Any set with an operation (A, *) is called a group if and only if it satisfies the following four properties:

Closure Property

A set 'S' with respect to any operator * is said to satisfy closure property if ∀ a, b ∈ S, then a*b ∈ S.

If a set 'S' with respect to any operator * satisfy closure property, then it is known as algebraic structure.

A set 'S' with respect to any operator * is said to satisfy associative property if ∀ a, b, c ∈ S, then (a*b)*c = a*(b*c)

Note: Addition and multiplication operations holds associative property for any set.

If an algebraic structure satisfy associative property, then it is called semi-group.

A set 'S' wrt any operator * is said to satisfy identity property if ∀ a ∈ S, then is an element e ∈ S such that a*e = e*a = a.

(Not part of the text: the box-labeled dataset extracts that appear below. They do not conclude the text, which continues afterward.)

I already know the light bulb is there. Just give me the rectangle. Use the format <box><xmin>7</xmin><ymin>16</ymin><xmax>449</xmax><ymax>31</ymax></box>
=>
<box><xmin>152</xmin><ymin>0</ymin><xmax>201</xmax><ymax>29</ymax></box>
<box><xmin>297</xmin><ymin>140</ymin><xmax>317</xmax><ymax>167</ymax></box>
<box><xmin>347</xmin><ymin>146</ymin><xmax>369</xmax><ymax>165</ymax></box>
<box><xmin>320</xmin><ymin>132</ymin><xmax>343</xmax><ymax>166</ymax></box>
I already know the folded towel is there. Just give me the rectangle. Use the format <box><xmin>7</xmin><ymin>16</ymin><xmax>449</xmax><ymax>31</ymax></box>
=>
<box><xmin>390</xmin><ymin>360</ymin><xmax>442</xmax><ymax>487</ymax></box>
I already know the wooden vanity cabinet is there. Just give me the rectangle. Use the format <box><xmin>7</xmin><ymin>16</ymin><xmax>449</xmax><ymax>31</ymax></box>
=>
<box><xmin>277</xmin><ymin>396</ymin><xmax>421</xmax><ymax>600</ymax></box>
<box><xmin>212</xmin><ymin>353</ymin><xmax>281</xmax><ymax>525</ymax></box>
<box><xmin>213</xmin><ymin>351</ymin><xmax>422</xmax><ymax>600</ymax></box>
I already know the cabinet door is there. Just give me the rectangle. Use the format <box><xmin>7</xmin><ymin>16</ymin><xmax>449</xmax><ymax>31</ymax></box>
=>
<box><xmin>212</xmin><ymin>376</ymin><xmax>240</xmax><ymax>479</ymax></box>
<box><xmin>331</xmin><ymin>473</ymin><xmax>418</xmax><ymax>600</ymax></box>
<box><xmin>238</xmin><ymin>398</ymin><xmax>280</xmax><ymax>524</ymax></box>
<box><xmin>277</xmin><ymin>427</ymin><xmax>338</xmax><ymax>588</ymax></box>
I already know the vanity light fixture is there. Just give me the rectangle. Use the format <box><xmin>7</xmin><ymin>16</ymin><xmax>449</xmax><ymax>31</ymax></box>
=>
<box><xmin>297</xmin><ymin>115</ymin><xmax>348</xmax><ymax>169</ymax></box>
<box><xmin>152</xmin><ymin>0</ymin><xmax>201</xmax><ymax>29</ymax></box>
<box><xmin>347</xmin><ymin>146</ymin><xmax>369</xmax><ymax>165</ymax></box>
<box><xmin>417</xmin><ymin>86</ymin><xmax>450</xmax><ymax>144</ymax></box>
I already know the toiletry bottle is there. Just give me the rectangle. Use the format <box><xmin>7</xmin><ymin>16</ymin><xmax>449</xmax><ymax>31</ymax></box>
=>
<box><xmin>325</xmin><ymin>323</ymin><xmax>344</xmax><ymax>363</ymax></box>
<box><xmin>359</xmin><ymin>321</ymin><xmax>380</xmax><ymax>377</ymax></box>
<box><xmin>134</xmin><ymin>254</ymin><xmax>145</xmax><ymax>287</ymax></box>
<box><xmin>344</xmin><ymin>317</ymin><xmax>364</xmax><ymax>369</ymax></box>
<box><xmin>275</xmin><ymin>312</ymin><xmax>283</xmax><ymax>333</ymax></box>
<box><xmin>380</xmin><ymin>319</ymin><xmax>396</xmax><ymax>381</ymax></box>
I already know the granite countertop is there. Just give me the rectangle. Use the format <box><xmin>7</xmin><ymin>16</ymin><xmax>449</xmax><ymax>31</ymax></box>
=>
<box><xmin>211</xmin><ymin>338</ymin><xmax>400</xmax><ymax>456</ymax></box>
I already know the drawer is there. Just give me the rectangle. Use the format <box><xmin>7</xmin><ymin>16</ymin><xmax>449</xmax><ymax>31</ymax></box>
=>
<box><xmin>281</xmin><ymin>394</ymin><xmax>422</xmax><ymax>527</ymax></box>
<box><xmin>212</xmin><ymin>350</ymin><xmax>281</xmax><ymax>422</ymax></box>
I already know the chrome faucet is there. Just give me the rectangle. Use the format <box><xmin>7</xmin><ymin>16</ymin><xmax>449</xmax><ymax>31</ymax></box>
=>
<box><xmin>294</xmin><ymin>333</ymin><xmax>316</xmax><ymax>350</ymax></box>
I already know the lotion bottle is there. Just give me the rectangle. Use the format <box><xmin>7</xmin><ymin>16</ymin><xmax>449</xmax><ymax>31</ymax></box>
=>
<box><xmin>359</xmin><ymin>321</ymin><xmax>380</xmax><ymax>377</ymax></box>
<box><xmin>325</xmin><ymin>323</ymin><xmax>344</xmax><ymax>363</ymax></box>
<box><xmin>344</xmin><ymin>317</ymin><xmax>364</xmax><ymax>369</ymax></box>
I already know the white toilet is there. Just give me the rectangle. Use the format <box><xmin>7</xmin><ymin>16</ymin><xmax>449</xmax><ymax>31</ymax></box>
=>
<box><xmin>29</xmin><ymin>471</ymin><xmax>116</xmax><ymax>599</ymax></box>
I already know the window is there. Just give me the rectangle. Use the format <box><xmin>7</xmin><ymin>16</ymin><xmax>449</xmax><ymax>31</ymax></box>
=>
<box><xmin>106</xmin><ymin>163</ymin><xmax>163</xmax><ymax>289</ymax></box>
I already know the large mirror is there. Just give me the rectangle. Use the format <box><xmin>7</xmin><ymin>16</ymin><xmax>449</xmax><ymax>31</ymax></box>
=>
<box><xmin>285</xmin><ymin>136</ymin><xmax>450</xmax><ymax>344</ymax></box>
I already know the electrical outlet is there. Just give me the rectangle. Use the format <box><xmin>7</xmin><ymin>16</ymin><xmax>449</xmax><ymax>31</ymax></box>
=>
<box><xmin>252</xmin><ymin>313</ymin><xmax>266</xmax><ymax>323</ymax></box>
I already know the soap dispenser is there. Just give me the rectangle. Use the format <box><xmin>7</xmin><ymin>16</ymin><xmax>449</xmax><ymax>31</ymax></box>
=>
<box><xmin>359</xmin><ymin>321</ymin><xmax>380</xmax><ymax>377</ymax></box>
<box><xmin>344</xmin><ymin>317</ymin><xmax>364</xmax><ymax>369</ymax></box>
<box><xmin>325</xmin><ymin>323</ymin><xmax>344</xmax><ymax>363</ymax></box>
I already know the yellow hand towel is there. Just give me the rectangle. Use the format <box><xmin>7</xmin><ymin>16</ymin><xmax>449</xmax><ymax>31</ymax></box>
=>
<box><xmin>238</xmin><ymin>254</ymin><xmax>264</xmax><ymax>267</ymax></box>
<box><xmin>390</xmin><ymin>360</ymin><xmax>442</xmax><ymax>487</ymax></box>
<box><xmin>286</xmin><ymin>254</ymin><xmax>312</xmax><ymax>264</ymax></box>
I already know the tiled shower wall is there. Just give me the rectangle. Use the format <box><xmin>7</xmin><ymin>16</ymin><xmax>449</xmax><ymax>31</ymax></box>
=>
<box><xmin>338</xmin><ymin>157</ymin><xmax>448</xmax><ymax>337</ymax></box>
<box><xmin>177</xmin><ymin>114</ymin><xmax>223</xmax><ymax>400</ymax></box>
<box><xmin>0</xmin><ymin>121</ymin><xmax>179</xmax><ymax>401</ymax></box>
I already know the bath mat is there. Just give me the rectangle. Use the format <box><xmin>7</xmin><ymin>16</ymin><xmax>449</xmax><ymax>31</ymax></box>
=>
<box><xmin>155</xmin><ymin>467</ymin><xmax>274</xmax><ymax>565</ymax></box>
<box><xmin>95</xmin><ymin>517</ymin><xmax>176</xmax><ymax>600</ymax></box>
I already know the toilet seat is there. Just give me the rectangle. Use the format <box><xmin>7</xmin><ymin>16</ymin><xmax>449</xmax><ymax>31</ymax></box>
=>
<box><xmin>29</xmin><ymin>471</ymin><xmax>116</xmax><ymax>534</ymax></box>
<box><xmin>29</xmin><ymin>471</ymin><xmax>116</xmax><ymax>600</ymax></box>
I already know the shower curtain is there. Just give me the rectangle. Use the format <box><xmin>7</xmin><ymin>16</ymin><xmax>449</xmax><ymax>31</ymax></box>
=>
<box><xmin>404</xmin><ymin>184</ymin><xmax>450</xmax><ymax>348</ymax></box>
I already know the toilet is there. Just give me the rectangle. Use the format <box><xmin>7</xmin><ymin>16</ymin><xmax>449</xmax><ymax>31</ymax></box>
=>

Note: Identity element for addition is 0 (e = 0) and for multiplication is 1 (e = 1)for any set.

If a semi-group satisfy identity property, then it is called monoid.

A set 'S' wrt any operator * is said to satisfy inverse property if ∀ a ∈ S, there is an element a^-1 such that a*a^-1 = a^-1*a = e

If a monoid satisfy inverse property, then it is called a group.

A set 'S' wrt any operator * is said to satisfy commutative property if ∀ a, b ∈ S, then a*b = b*a.

If a group satisfy commutative property, then it is called an abelian group.